Trump fired Attorney General Jeff Sessions on Wednesday. Sessions had long been a target of Trump's ire for recusing himself from oversight of special counsel Robert Mueller's investigation into Russian interference in the 2016 election. Sessions had been a campaign aide to Trump in 2016.
Trump considered Kobach, architect of one of the nation's toughest immigration laws, for various jobs at the start of his term but some aides did not think he could be confirmed by the Senate, where Republicans hold a slim majority.
At a rally in Topeka earlier this year, Trump talked about his affection for Kobach, whom he endorsed for governor. "So a man that's been with me from the beginning, he's tough, he's strong and I hated that he ran because I would have loved to have brought him into my administration, effectively loses, I'll bring him into my administration in two seconds," he said. "I hope he loses because I want him so badly. But don't do that."
Trump appointed Kobach to lead his presidential commission into voter fraud, which was eventually disbanded after states refused to turn over data.
Kobach's campaign manager, J.R. Claeys, said Kobach, who lost his bid to become governor Tuesday, is "well-suited" to become attorney general.
"It does make complete sense," Claeys said. "I haven't had any discussions with him where this has come up ... just knowing Kris as well as I do now, and knowing his history and knowing his relationship with the president and the trust he has from the president, I think it's definitely a possibility."
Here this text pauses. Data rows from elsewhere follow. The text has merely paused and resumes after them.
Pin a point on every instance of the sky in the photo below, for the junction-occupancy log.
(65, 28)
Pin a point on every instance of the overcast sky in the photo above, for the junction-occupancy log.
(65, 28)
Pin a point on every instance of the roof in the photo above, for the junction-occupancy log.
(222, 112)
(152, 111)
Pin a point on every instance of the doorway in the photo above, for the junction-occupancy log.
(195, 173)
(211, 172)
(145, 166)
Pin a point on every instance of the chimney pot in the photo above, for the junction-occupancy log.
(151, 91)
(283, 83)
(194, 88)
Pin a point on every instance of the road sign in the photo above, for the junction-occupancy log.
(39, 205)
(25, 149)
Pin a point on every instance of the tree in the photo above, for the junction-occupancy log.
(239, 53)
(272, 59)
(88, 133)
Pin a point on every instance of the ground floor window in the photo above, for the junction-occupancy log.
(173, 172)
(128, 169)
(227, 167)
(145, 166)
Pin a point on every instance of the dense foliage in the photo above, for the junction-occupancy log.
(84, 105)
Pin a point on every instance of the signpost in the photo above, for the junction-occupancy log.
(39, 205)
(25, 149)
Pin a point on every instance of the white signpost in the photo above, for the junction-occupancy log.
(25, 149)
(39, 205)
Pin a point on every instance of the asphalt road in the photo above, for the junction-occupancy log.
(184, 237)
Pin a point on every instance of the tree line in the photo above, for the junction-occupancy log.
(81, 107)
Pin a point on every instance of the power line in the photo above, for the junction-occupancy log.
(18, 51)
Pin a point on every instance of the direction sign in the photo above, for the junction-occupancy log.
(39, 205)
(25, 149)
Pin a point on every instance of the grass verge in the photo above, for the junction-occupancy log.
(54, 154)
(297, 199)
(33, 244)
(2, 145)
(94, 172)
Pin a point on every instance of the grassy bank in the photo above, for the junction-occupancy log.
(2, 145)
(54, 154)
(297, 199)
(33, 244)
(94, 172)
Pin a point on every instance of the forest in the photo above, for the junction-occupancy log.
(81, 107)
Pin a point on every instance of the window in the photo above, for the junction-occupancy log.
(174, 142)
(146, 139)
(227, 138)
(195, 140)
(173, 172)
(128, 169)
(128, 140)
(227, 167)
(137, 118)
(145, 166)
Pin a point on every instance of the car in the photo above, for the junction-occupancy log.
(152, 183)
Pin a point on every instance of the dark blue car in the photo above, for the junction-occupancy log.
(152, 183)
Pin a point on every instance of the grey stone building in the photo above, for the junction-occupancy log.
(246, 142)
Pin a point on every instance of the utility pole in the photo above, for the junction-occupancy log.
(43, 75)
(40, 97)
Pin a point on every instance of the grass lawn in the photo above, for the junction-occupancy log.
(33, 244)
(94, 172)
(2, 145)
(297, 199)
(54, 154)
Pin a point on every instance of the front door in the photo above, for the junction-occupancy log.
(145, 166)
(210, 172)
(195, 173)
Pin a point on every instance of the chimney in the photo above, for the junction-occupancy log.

Bondi, who is term-limited, will be replaced by former Hillsborough County Circuit Judge Ashley Moody, who was elected Tuesday. Her office declined to comment.
Trump immediately named Matthew Whitaker, who had been Sessions' chief of staff at the Justice Department and served as U.S. attorney in Iowa, as acting attorney general.
In Whitaker, Trump gets a partisan warrior. He has been the director of the Foundation for Accountability and Civic Trust, a nonprofit organization that lists its mission as ethics and transparency in government.
The foundation got national attention for its efforts to stymie President Barack Obama's nomination of Judge Merrick Garland to the Supreme Court. Whitaker's foundation wrote to Harvard University, trying to pressure it to release information about then-student Garland and campus efforts to ban military recruiters during the Vietnam war.
The foundation's most recent publicly available tax filing, covering the 2016 tax year, show Whitaker collected a salary of $402,000 for his work leading the nonprofit. The tax documents show it paid $180,150 for research conducted by America Rising LLC, a political action committee that collects opposition research on Democratic candidates. The 2015 tax return shows similar figures.
The foundation last year paid $134,119 to Creative Response Concepts, a conservative political public relations company famous for helping creating the Swift Boat Veterans for Truth campaign against Democratic presidential candidate John Kerry in 2004.
Whitaker is a graduate of the University of Iowa, where he played tight end for the Hawkeyes' football squad from 1990 to 1992.
Other names reportedly being mentioned for the permanent position include Health and Human Services Secretary Alex Azar, Transportation Department general counsel Steven Bradbury, former Attorney General Bill Barr and Deputy Secretary of State John Sullivan.
Retiring Rep. Trey Gowdy, R-S.C., Sen. Lindsay Graham, R-S.C., and Sen. John Cornyn, R-Texas, have said they do not want the job.